Solidarität und Unterstützung
Viele suchen auch Schutz in Hotels und bei Verwandten, sagte der Bürgermeister von Cúcuta, Jorge Acevedo, und versprach, die Bedürftigen zu unterstützen. “Wir werden uns um die Notlage kümmern, die sich hier abspielt. Vollständige Solidarität, Respekt, Zuneigung und Liebe für diese Menschen, die in die Stadt Cúcuta kommen”, betonte Acevedo.
Ursachen der Gewalt
Die humanitäre Krise ist eine direkte Folge der verstärkten Kämpfe zwischen der Nationalen Befreiungsarmee – ELN – und Abspaltungen der aufgelösten Revolutionary Armed Forces of Colombia, auch bekannt als FARC. Beide Fraktionen wurden in den 1960er und 1970er Jahren als linke Guerillagruppen gegründet, sind jedoch heute hauptsächlich in den Drogenhandel und andere kriminelle Aktivitäten involviert, erklärt Elizabeth Dickinson, Senior Analystin für Kolumbien beim International Crisis Group.
Krisenregion Catatumbo
Die Catatumbo-Region im Nordosten Kolumbiens, in der die Krise ihren Ursprung hat, ist ein strategisches Gebiet für Drogenproduktion und -schmuggel aufgrund ihrer Nähe zu Venezuela.

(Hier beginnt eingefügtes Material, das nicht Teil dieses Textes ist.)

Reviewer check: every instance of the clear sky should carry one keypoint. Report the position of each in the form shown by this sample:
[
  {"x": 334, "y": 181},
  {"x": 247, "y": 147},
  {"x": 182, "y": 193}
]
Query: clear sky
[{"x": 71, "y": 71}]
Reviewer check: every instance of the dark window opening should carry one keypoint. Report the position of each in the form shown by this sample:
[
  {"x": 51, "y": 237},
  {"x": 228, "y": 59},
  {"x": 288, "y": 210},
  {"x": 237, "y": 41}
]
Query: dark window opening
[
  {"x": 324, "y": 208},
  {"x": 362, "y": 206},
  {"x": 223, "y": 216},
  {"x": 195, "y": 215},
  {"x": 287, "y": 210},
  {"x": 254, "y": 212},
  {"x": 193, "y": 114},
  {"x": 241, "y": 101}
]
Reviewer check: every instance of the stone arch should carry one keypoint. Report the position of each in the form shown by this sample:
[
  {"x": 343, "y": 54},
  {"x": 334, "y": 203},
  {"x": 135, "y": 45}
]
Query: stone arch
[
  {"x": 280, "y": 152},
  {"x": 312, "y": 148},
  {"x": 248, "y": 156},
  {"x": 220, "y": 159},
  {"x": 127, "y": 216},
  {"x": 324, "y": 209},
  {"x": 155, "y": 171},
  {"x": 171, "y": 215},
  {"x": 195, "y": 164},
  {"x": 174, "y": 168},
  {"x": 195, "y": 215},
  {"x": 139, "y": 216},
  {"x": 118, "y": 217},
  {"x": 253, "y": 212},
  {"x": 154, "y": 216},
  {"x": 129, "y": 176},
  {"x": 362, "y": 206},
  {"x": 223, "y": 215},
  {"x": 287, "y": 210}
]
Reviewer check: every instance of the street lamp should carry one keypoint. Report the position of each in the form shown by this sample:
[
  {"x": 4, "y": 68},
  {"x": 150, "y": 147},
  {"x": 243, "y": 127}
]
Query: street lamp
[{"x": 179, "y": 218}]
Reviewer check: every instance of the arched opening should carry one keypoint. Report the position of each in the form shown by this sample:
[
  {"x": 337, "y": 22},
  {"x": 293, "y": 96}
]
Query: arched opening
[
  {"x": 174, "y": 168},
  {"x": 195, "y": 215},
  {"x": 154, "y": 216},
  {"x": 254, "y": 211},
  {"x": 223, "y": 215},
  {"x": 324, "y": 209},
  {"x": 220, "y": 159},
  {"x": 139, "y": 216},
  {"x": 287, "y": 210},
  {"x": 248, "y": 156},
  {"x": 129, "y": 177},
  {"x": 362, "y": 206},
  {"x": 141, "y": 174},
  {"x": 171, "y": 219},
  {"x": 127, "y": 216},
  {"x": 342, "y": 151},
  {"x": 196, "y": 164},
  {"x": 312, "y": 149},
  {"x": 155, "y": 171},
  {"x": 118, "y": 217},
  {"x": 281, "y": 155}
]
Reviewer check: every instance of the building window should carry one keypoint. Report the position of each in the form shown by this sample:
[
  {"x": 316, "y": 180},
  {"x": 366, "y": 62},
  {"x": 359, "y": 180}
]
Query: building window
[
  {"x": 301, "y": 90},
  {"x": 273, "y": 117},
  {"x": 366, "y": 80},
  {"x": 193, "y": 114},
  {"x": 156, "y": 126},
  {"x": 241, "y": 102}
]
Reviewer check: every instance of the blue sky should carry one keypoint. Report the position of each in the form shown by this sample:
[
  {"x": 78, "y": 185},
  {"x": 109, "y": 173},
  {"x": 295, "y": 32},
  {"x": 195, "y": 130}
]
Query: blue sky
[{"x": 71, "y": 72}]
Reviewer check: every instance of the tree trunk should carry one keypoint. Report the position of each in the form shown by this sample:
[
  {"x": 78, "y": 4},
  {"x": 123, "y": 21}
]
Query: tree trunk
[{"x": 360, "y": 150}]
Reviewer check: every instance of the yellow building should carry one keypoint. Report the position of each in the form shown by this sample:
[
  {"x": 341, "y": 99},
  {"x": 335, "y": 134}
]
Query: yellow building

Diese Region hat einige der höchsten Gewaltlevel in der modernen kolumbianischen Geschichte erlebt. In Reaktion auf die Gewalt hat Kolumbiens Präsident Gustavo Petro die Friedensgespräche mit der ELN ausgesetzt, deren Aktionen er als kriminell bezeichnete. Am Montag kündigte er an, den Zustand der inneren Unruhe zu erklären, doch dieses Dekret wurde noch nicht veröffentlicht oder unterzeichnet.
Rechtliche Schritte und Kritik
Das Büro des Generalstaatsanwalts hat am Mittwoch Haftbefehle gegen 31 Mitglieder der ELN reaktiviert, die an den Friedensverhandlungen beteiligt waren. Die Justizbehörde erklärte, der Schritt sei auf "die Beweise und die Schwere der kriminellen Handlungen" in der Catatumbo-Region zurückzuführen. Diese Haftbefehle waren seit 2022 ausgesetzt worden, als Petro den Friedensprozess mit dieser bewaffneten Gruppe wieder aufnahm. Kritiker haben Petros "Gesamtfriedens"-Initiative, die versucht, die Gewalt teilweise durch Verhandlungen zu reduzieren, in Frage gestellt.
Evakuierungsmaßnahmen
„Die Krise in Catatumbo sollte ein Weckruf für die Regierung Petro sein. Der 'Gesamtfrieden' in Verbindung mit dem Mangel an effektiven Sicherheits- und Gerechtigkeitspolitiken hat es bewaffneten Gruppen ermöglicht, ihre Präsenz und brutale Kontrolle über abgelegene Gemeinden in ganz Kolumbien auszudehnen“, sagte Juanita Goebertus, Direktorin für Amerika bei Human Rights Watch.
Die kolumbianischen Städte Ocaña und Tibú haben ebenfalls 11.503 und 5.300 Vertriebene aufgenommen, wie Marín am Dienstag berichtete. Andere Opfer sind ins benachbarte Venezuela geflohen, ein Land, das in den letzten Jahren deutlich mehr Menschen gesehen hat, die seine Grenzen verlassen, als eintreten, aufgrund der eskalierenden wirtschaftlichen und politischen Unsicherheit. Der venezolanische Außenminister Yván Gil erklärte, dass das Land eine humanitäre Operation implementiert habe, um kolumbianischen Familien zu helfen, die in den letzten Tagen in der Gemeinde Jesus Maria Semprún nahe der Grenze angekommen sind.
Das Verteidigungsministerium Kolumbiens gab an, dass seit dem Anstieg der Kämpfe in der letzten Woche mehr als 400 Evakuierungen in der Catatumbo-Region durchgeführt wurden, während mehr als 5.000 Soldaten und Spezialkräfte nach Cúcuta entsandt wurden.